10.18.2008

Forbes.com - Magazine Article - Sent Using Google Toolbar

Forbes.com - Magazine Article


Forbes.com


Commentary
The WaMu Story
Lawrence J. White 09.26.08, 6:20 PM ET

I'll start with the good news.

The largest bank failure in the history of the U.S. was handled smoothly by the teamwork of the government and the private sector. The system worked!

Let's explore this a bit further: Since the 1930s, depositors in commercial banks, savings banks and credit unions have been protected by government deposit insurance. Beginning in 1980, the insured amount has been $100,000 (although only the effort and bother prevents anyone from spreading any larger amount across two or more banks). The Federal Deposit Insurance Corporation covers banks; a separate agency covers credit unions.

When a bank is insolvent--when its assets don't cover its liabilities (which are largely deposits)--the FDIC takes control. The owners are wiped out, since their equity position is negative. Senior management is dismissed. Unsecured creditors are unprotected.

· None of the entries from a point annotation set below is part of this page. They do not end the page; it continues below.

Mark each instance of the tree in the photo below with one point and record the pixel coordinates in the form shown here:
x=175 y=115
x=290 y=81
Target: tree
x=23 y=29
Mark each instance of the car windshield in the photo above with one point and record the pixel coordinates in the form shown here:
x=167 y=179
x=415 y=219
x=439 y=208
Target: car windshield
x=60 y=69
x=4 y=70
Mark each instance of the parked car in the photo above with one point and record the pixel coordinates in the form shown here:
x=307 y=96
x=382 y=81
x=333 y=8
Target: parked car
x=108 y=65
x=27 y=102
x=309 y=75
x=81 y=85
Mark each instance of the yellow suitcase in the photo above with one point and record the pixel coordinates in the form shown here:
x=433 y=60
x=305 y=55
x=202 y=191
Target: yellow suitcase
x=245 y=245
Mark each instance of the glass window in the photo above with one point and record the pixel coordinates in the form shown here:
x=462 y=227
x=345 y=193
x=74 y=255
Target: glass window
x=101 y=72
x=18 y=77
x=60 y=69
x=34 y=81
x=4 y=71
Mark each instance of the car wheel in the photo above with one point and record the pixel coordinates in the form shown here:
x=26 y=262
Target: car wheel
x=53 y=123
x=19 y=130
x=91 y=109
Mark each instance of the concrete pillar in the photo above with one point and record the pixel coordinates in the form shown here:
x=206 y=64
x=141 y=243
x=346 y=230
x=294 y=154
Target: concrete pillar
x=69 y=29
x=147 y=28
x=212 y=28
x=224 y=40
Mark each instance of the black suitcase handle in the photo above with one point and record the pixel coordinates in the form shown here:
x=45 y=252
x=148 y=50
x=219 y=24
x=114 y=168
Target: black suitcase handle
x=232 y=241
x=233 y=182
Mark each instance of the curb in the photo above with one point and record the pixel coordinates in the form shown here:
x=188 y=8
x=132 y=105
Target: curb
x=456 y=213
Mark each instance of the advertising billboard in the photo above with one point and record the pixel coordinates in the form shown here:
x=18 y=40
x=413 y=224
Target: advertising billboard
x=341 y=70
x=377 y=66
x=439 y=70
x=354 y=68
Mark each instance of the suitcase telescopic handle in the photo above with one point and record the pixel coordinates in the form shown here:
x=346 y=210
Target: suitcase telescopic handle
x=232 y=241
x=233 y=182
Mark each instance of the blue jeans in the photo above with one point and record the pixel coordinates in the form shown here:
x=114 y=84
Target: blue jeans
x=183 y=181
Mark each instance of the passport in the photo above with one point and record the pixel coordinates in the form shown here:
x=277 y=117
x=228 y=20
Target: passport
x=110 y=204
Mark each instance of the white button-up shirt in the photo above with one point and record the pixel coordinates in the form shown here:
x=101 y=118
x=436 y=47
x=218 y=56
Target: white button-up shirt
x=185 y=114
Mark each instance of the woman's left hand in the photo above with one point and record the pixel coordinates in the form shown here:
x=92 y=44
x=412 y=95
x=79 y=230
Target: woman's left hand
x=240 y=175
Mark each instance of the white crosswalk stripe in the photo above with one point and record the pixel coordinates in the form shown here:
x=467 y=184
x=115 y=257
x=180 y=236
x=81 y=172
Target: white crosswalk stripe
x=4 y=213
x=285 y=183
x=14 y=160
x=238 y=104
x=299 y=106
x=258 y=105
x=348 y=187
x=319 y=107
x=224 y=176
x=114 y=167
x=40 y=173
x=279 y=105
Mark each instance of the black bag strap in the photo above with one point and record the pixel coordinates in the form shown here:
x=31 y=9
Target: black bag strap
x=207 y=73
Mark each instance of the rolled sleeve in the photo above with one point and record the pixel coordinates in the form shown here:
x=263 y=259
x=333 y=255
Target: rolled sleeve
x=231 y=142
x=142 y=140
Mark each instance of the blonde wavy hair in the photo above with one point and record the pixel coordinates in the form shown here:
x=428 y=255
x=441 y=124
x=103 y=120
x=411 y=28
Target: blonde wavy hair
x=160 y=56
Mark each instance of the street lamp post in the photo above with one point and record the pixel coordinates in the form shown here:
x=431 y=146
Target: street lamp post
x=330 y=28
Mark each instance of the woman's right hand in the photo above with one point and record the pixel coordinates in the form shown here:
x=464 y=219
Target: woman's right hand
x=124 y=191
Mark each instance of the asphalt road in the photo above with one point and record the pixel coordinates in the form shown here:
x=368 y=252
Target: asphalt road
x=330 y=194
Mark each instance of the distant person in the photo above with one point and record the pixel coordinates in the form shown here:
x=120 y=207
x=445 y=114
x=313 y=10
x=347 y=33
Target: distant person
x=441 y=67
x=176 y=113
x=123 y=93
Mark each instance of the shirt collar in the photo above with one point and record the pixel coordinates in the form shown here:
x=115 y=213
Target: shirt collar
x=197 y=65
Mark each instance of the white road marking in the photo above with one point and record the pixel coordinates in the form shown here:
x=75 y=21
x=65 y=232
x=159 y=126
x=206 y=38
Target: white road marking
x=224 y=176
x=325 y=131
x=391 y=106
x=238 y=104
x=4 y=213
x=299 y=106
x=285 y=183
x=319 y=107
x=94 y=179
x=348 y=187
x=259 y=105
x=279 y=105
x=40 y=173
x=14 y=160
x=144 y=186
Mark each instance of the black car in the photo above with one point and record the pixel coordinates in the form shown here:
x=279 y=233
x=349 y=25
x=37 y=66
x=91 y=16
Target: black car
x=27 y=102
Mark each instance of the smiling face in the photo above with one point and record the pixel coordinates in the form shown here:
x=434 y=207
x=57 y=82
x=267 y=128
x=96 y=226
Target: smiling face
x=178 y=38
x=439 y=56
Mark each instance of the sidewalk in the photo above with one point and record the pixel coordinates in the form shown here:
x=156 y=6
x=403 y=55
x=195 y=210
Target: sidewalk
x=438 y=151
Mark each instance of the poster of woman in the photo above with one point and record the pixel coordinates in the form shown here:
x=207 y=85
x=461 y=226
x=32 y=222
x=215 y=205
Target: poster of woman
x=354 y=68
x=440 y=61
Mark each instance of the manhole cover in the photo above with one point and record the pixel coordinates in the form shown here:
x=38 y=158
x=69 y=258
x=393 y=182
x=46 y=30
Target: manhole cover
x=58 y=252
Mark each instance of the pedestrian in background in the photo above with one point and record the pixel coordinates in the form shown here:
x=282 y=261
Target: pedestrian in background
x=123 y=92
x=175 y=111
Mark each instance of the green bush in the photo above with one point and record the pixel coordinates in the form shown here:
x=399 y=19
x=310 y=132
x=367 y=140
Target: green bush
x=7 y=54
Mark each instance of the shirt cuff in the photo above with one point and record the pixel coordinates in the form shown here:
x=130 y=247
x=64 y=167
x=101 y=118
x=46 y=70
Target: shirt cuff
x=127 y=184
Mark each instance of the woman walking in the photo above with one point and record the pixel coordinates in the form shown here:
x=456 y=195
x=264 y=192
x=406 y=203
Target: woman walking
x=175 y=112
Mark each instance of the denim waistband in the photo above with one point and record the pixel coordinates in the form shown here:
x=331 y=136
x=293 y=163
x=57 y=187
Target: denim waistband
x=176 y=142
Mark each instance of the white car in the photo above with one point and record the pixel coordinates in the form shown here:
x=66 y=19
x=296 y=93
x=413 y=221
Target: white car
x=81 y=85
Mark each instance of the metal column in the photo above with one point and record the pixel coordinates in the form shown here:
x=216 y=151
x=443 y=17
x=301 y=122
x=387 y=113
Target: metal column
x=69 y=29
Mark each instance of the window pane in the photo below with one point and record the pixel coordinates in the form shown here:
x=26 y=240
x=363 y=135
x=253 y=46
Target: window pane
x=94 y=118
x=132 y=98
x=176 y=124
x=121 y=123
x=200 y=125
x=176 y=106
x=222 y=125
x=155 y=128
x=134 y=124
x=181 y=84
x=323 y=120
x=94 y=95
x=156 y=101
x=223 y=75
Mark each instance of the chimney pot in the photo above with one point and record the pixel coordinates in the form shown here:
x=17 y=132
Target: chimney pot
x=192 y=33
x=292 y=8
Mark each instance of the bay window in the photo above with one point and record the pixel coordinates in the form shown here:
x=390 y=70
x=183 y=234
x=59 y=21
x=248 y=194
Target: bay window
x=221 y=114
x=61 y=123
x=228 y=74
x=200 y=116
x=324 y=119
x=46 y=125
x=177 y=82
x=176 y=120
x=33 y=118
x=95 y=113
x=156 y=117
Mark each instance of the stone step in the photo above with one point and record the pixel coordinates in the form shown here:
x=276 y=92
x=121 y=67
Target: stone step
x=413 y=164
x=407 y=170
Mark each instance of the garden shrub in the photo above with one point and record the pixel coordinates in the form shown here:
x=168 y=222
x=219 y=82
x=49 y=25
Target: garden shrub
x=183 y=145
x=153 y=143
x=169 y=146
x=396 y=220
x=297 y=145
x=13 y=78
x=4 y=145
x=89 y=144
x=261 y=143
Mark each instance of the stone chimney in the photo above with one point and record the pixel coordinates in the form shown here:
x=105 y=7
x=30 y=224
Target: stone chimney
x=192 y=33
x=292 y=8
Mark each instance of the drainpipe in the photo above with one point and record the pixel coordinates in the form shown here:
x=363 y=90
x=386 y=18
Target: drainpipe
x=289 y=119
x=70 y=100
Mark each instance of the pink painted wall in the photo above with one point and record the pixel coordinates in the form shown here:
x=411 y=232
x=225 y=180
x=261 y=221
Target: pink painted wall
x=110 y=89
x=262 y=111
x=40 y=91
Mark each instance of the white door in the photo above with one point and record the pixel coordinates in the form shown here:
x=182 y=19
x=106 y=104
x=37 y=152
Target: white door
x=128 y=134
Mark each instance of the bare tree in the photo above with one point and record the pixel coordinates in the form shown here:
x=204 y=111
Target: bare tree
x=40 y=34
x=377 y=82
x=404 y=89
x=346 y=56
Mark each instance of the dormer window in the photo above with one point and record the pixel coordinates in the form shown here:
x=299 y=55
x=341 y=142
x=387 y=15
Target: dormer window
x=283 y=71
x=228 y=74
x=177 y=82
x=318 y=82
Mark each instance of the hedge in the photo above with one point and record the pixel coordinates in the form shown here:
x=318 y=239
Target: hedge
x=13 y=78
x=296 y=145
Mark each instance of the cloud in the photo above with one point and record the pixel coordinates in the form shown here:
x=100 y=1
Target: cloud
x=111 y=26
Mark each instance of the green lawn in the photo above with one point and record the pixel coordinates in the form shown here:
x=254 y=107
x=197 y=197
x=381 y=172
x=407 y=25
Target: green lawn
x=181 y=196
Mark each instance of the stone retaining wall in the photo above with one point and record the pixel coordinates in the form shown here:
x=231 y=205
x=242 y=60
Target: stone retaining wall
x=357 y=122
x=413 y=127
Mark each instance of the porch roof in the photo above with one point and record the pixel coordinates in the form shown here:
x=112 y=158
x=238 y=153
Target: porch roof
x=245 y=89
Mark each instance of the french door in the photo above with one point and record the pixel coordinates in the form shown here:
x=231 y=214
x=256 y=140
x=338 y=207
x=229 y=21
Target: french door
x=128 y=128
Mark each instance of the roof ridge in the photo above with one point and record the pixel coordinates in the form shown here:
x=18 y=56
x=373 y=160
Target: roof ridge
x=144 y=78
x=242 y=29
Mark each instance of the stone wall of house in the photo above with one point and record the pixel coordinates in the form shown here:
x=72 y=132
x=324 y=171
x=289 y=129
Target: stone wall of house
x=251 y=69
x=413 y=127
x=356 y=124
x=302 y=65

The FDIC then usually finds an acquirer--a solvent bank--to take over the deposit liabilities and the assets of the failed bank. The insured depositors are kept whole; their deposit claims are now the obligations of the acquiring bank.

If the acquirer takes all of the assets, the FDIC writes a check to the acquirer for the negative equity "hole" so that the acquirer is getting a "balanced" (assets equal liabilities) deal. In some instances the acquirer declines to take some of the assets, so the FDIC writes a bigger check and those hard-to-value assets become the property of the FDIC, which eventually liquidates them.

In the WaMu transaction, JPMorgan Chase won the auction that the FDIC held among potential acquirers earlier in the week. JPMorgan Chase assumed all of WaMu's deposit obligations--uninsured as well as insured. These deposits totaled about $188 billion. It also absorbed all of WaMu's net assets, which were mostly residential mortgages and mortgage-backed securities. Some of WaMu's assets had been pledged to secured creditors (such as the Federal Home Loan Bank System, which lent WaMu around $60 billion) who could immediately grab collateral that satisfied their claims. The net assets acquired by JPMorgan Chase had a nominal value of around $240 billion. Implicitly, there was also "brand name" value that JPMorgan Chase acquired, since WaMu had an extensive branch network and a good reputation in many states where JPMorgan was absent but longed to expand.

In this resolution, the FDIC didn't pay anything to induce JPMorgan Chase to absorb WaMu. Indeed, JPMorgan Chase paid the FDIC $1.9 billion.

So, the good news is that the system of deposit insurance worked smoothly, as did the FDIC resolution of a large troubled bank. There was only a small "run" of depositors withdrawing their money from WaMu branches earlier in the week. The FDIC moved in Thursday night, rather than waiting until Friday night (as it usually does). It probably feared that the depositor run would get worse on Friday, and it didn't want images of depositor lines outside WaMu branches in newspapers, newscasts and Web sites over the weekend.

This all bodes well for the troubled bank resolutions that the FDIC will conduct over the next few months.

So what's the bad news?

Recall that JPMorgan Chase absorbed $240 billion in nominal assets and $188 billion in deposit liabilities, plus some unstated value for the branch network. The net value of this package should be somewhere north of $52 billion. But JPMorgan Chase paid the FDIC only $1.9 billion--and this was the best bid that the FDIC received!

As had been feared, WaMu really did hold a slew of poorly performing mortgages whose nominal value greatly exceeded their market value. Yet WaMu had a reputation (until recently) of being a well-run organization that didn't undertake excessively risky activities or engage in abusive lending practices.

If WaMu's mortgage assets are poorly performing and overvalued, this is strong reinforcement for the view that lots of other financial institutions' mortgages and mortgage-backed securities are also overvalued. Although WaMu's resolution shows that the banking system can handle the problems and that insured depositors need not fret (or run), much--probably most--of these mortgages and MBS's are held outside of the banking system: in investment banking firms, finance companies, insurance companies, hedge funds, mutual funds, pension funds, etc.

In some cases, the recognition of the losses will reduce the value of the fund. Pension claimants will be worse off and mutual fund holders will be less wealthy. But for other non-depository institutions, the losses may lead to bankruptcies and the resolution processes will not be smooth.

Fears of mortgage-based losses and bankruptcies throughout the financial sector are clearly slowing the flow of credit through the American economy. Financial institutions are reluctant to lend to each other or to nonfinancial borrowers. There is a great deal of mortgage-related "sand in the gears" of America's financial machinery.

The WaMu takeover shows that at least one part of the system can clean out the sand. But, alas, it also indicates that there is much more sand that will be harder to remove.

Lawrence J. White is a professor of economics at the NYU Stern School of Business. During 1986-1989 he was one of the three board members of the Federal Home Loan Bank Board.